Axios has excelled by covering topics important to power centers — Washington, Wall Street, Silicon Valley — and its newsletters have attracted sponsorship dollars from corporations that hope to influence legislators and decision makers. Facebook, for example, which is under fire from both sides of the political aisle, is a sponsor of “Axios AM,” its largest newsletter.

Axios expects to top $61 million in revenue this year — a 40 percent bump over last year — and remain profitable, said two people with knowledge of its finances. The company has 1.4 million email subscribers and has raised about $57 million so far. It has been valued at over $200 million.

For its local expansion, Axios plans to staff two people in each new city who will pull together a daily morning newsletter, and hopes to add staff in all cities over time. Technology, editing and other support will be centralized at Axios headquarters to keep costs down.

The Charlotte Agenda gained a following partly by taking advantage of social platforms in ways that many traditional news companies have yet to adopt. When Katie Peralta was a reporter for The Charlotte Observer, she recalled that her friends and family members often talked about what they had read in The Charlotte Agenda. She said it annoyed her whenever her younger sister would mention that “such and such business is closing, according to the Agenda’s Instagram,” Ms. Peralta said.

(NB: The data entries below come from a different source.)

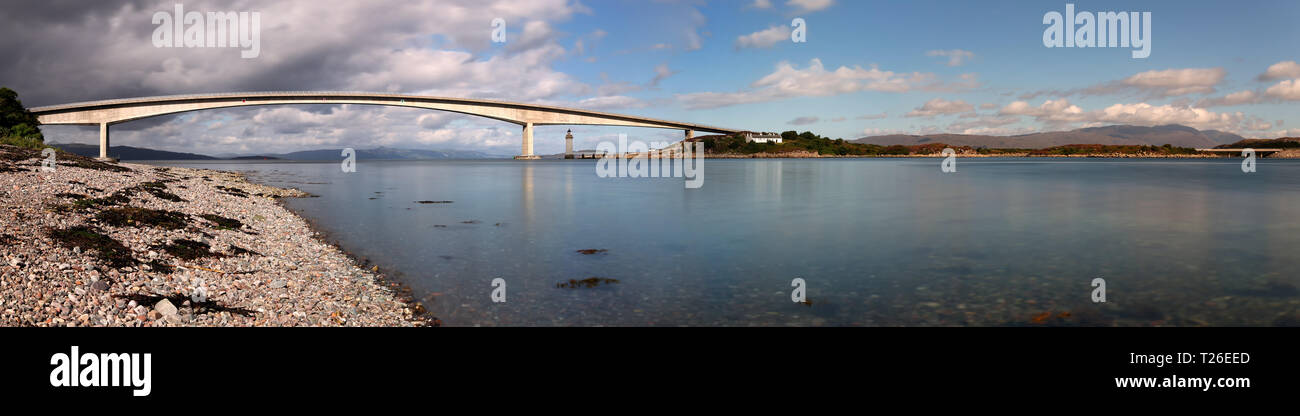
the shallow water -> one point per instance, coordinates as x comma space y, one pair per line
876, 241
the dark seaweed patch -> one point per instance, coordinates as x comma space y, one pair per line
107, 248
189, 250
241, 251
222, 222
180, 300
586, 282
233, 191
134, 216
159, 190
157, 265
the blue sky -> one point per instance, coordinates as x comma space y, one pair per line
867, 68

“I saw this as competition, because I was on the business beat,” she said. “So whenever they scooped me, it made me upset.”

Ms. Peralta made the uneasy decision to leave the Observer for The Charlotte Agenda last year. “The Observer is one of the most respected, most established publications in the Carolinas,” she said. But the idea of leaving became easier to justify as she witnessed cutbacks in the Observer’s newsroom.

“All of my mentors had left,” Ms. Peralta said. “The staff was much thinner. With every fresh round of cuts and buyouts it was getting to be too much.”

The Observer is part of the McClatchy Company, a large newspaper chain that filed for Chapter 11 bankruptcy protection in February and was sold to Chatham Asset Management, a New Jersey hedge fund, in August.

Ms. Peralta said she got 45 percent salary bump when she went to The Charlotte Agenda. But the real perk was having more of a say in the newsroom.

“It’s not everywhere where you can tell your boss, ‘Hey, Ted, that’s a stupid idea,’ and not get in trouble for it,” she said.